Back in the summer, we decided to play with this concept and turn it on its head: what if the trigger point was hit not by the customer, but by a personified spreadsheet that’s starting to reach its limits?
That was the start of our ‘disgruntled spreadsheet’ LinkedIn mini-series:
We found a unique spin that could make our work stand out as memorable ✅
We did not, in this first instance, use distinctive brand assets: in keeping it very lo-fi, we didn’t make it distinctive or visually recognisable as ours ❌ But that’s what iterations are for—once we saw that people were amused by the concept, we produced a mini-series by keeping the unique spin and using brand codes more consistently ✅
We also did not do it very consistently or frequently: a one-off LinkedIn miniseries may be fun for both the folks who produce it and the ones who happen to see it, but it’s unlikely to have any sort of long-lasting impact on people’s memory structures ❌
Our next step is to update and re-run the series in 2025, also expanding the concept outside of LinkedIn: our brand codes have changed since the summer, so all visual assets need an update anyway—plus, ‘the disgruntled spreadsheet’ is a strong, recognisable, owned theme we can (and will) develop ongoingly across multiple channels ✅
Final thoughts:
The more you live and breathe your brand and think about its target customers, user personas, and market segments, the more you run the risk of forgetting that real people out there don’t have much time, desire, or inclination to think and care about any of this very much.

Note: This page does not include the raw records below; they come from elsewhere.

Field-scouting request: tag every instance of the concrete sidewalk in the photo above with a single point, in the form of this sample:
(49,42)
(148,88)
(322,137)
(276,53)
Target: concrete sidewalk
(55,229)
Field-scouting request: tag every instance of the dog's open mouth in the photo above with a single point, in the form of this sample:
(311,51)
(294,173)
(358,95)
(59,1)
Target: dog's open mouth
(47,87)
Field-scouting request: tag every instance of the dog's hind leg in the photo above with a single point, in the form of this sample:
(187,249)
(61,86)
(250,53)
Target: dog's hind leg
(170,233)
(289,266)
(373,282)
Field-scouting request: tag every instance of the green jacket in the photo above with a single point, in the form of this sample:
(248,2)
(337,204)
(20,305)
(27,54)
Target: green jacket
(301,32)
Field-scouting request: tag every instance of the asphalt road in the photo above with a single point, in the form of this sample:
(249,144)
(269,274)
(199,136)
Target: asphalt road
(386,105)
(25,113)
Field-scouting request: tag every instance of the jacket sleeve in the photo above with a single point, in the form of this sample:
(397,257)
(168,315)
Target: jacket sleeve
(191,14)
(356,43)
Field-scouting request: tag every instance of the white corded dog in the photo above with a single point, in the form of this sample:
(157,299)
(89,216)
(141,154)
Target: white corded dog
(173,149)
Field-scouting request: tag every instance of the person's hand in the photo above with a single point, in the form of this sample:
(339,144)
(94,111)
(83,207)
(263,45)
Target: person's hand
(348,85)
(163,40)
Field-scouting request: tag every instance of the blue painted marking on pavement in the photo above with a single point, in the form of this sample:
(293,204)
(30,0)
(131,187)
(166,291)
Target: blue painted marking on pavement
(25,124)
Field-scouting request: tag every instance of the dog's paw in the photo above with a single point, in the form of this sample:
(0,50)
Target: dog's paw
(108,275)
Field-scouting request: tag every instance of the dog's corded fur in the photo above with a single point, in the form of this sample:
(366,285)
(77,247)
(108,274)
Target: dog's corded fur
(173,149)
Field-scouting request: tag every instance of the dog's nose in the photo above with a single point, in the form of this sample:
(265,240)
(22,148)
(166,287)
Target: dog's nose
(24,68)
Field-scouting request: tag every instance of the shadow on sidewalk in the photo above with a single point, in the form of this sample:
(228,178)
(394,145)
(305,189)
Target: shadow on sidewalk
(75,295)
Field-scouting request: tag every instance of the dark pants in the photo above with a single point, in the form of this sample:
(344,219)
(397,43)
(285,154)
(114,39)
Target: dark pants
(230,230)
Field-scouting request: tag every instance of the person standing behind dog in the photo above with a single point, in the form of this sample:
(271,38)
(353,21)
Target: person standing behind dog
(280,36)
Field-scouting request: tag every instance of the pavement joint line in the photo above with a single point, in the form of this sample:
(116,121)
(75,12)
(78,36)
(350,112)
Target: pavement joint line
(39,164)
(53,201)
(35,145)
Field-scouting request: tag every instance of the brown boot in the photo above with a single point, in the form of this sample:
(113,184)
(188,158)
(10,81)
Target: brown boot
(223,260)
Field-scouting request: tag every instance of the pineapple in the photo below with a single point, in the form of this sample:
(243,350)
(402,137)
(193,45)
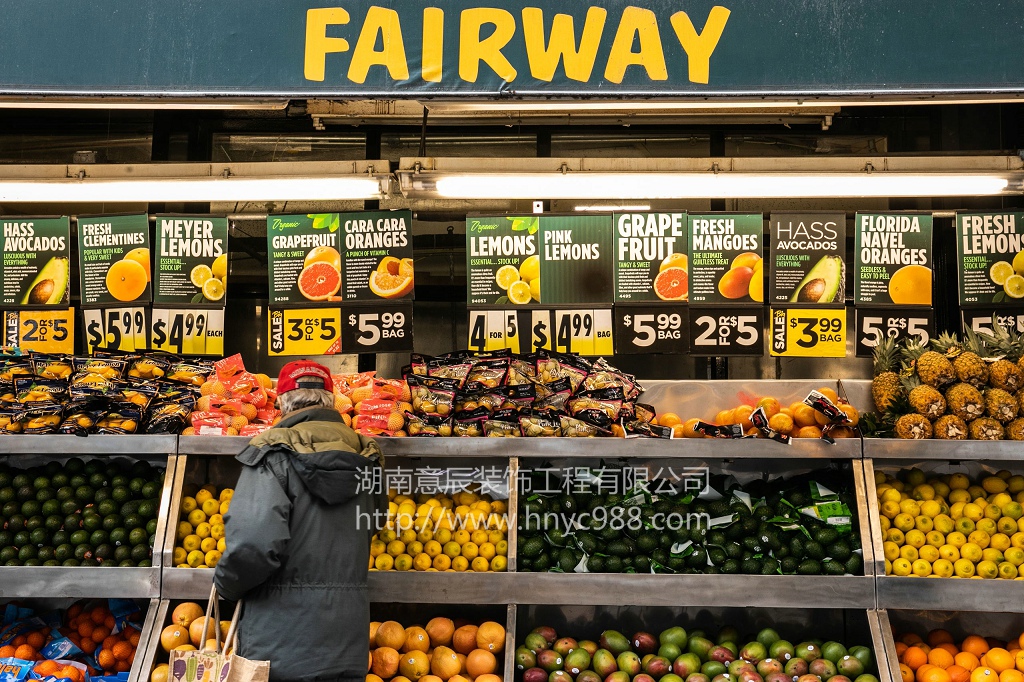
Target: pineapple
(1000,406)
(933,368)
(985,429)
(913,426)
(886,385)
(969,366)
(966,401)
(926,400)
(1015,429)
(1004,346)
(950,427)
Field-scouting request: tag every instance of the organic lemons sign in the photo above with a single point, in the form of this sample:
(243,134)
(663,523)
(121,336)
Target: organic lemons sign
(520,260)
(990,255)
(192,260)
(114,259)
(331,257)
(35,267)
(893,259)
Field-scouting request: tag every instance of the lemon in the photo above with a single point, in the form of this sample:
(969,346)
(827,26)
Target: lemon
(200,274)
(1000,271)
(529,269)
(219,266)
(213,289)
(519,293)
(507,274)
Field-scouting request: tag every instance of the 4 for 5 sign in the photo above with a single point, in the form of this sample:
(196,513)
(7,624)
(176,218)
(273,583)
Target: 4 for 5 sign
(808,333)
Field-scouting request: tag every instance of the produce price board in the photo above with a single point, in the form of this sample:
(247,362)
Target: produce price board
(873,325)
(35,262)
(42,331)
(808,332)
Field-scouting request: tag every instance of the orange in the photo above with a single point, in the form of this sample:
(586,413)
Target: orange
(941,657)
(480,663)
(976,645)
(967,659)
(126,280)
(999,659)
(491,637)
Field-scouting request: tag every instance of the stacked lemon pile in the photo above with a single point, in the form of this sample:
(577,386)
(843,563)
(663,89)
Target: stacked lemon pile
(950,526)
(465,531)
(201,528)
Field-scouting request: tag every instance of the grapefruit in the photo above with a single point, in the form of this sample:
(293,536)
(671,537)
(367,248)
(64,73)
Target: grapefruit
(671,285)
(389,286)
(324,254)
(318,281)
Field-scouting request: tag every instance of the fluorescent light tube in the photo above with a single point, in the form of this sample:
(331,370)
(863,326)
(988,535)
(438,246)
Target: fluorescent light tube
(711,185)
(193,189)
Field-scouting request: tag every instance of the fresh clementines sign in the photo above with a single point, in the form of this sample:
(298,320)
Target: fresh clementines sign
(388,48)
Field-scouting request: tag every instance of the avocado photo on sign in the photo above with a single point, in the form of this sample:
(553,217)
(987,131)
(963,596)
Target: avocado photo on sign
(808,252)
(36,263)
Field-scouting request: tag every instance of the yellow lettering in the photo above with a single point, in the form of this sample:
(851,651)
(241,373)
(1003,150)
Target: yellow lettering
(433,44)
(544,59)
(379,22)
(636,22)
(698,47)
(317,43)
(473,50)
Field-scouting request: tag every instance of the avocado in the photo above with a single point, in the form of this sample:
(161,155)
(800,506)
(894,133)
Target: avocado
(50,285)
(822,284)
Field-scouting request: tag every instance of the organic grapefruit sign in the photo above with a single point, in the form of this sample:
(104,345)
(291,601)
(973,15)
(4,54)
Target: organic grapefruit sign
(114,259)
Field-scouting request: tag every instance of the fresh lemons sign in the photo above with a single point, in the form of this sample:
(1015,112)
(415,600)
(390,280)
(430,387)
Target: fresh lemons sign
(114,259)
(35,267)
(893,259)
(990,255)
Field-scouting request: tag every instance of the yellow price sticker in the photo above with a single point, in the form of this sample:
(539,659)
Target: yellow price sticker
(42,331)
(808,332)
(187,332)
(304,332)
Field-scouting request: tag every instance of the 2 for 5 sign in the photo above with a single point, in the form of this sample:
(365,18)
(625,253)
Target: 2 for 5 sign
(808,333)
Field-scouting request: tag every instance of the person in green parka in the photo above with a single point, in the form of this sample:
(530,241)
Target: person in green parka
(298,537)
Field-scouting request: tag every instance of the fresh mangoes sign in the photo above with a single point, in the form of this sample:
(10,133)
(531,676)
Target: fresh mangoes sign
(114,259)
(650,257)
(35,267)
(547,259)
(990,255)
(808,252)
(192,260)
(893,259)
(725,263)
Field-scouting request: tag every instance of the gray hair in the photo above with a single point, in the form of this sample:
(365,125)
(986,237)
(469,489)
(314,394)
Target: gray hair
(297,398)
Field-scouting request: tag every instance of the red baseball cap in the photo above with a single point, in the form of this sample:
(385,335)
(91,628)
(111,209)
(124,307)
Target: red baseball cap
(304,374)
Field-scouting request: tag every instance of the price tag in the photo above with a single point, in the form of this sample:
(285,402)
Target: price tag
(377,329)
(304,332)
(116,329)
(187,332)
(651,329)
(584,332)
(42,331)
(495,330)
(808,332)
(738,332)
(981,320)
(873,325)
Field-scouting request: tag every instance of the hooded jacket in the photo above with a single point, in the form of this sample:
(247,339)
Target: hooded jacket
(297,538)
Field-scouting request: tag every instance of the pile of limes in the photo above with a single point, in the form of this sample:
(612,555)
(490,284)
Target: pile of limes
(465,531)
(950,526)
(201,527)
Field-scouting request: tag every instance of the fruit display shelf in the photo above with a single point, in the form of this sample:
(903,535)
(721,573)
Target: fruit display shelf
(81,582)
(850,626)
(943,594)
(1003,625)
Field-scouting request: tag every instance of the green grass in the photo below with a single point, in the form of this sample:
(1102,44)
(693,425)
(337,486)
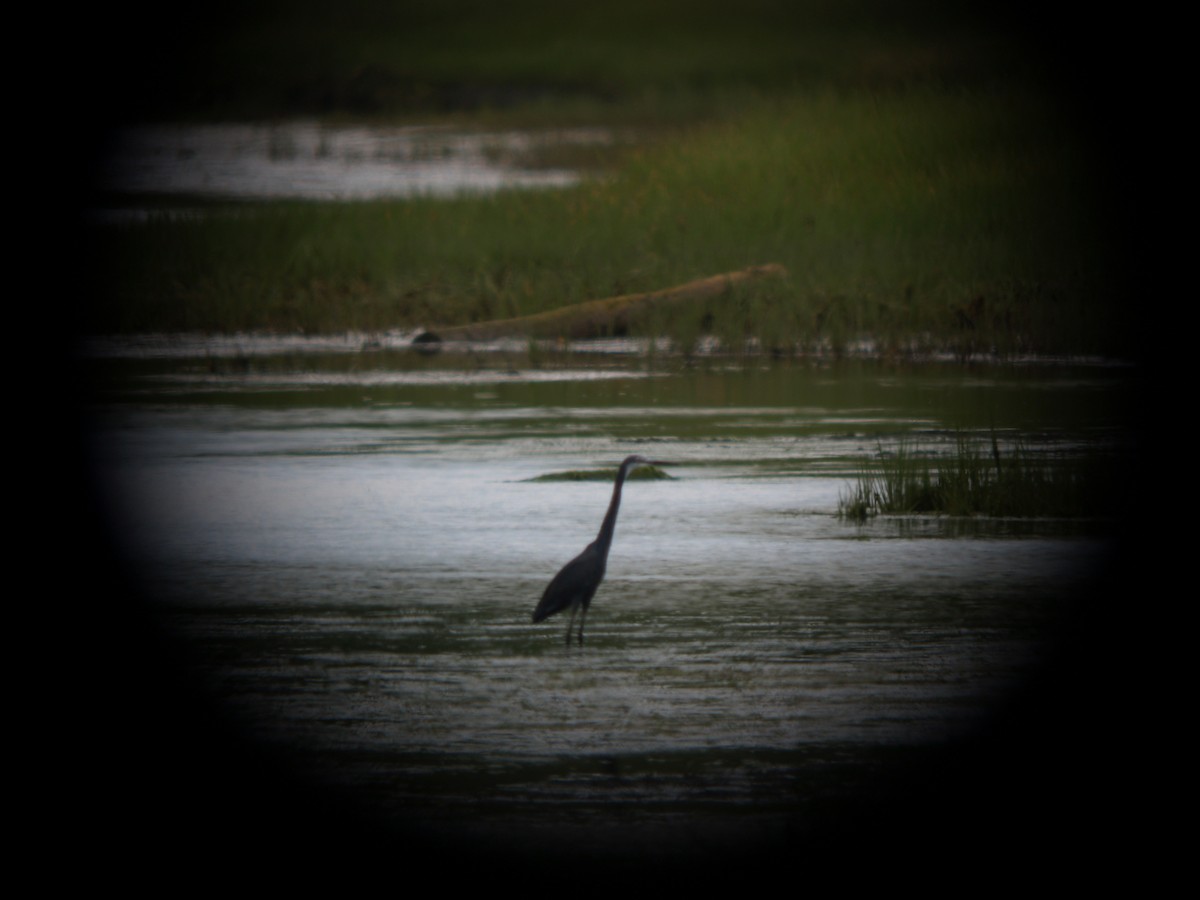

But don’t let this deter you! Building a brand is a slow and long process, and if anything, this knowledge should light a new fire under you.
Now that you know, what are YOU going to do differently? 🔥
From Les Binet and Sarah Carter, “How not to plan: 66 ways to screw it up.”
I don’t know why this book isn’t more widely talked about; if you are into brand strategy, it’s full of useful advice. Also, it’s funny! Check out the introduction → “To be honest, we’re not fans of ‘business books’. Like you, no doubt, we have shelves full of them. Most we’ve not finished. Many we’ve not even started. None are actually used.” They are speaking my language!
Ghia is one of the brands that I think does a great job of standing out, I could totally see them as a brand in their category people think of first when recommending NA spirits or aperitif options. The brand is just so fucking cool and striking.
Loved this piece. So often marketers forget their work is not the center of people's lives and attention (no matter how many ads they stuff in weird places). People all have competing priorities and your brand isn't usually one of their top. Great reminders and fun example. Thanks for writing!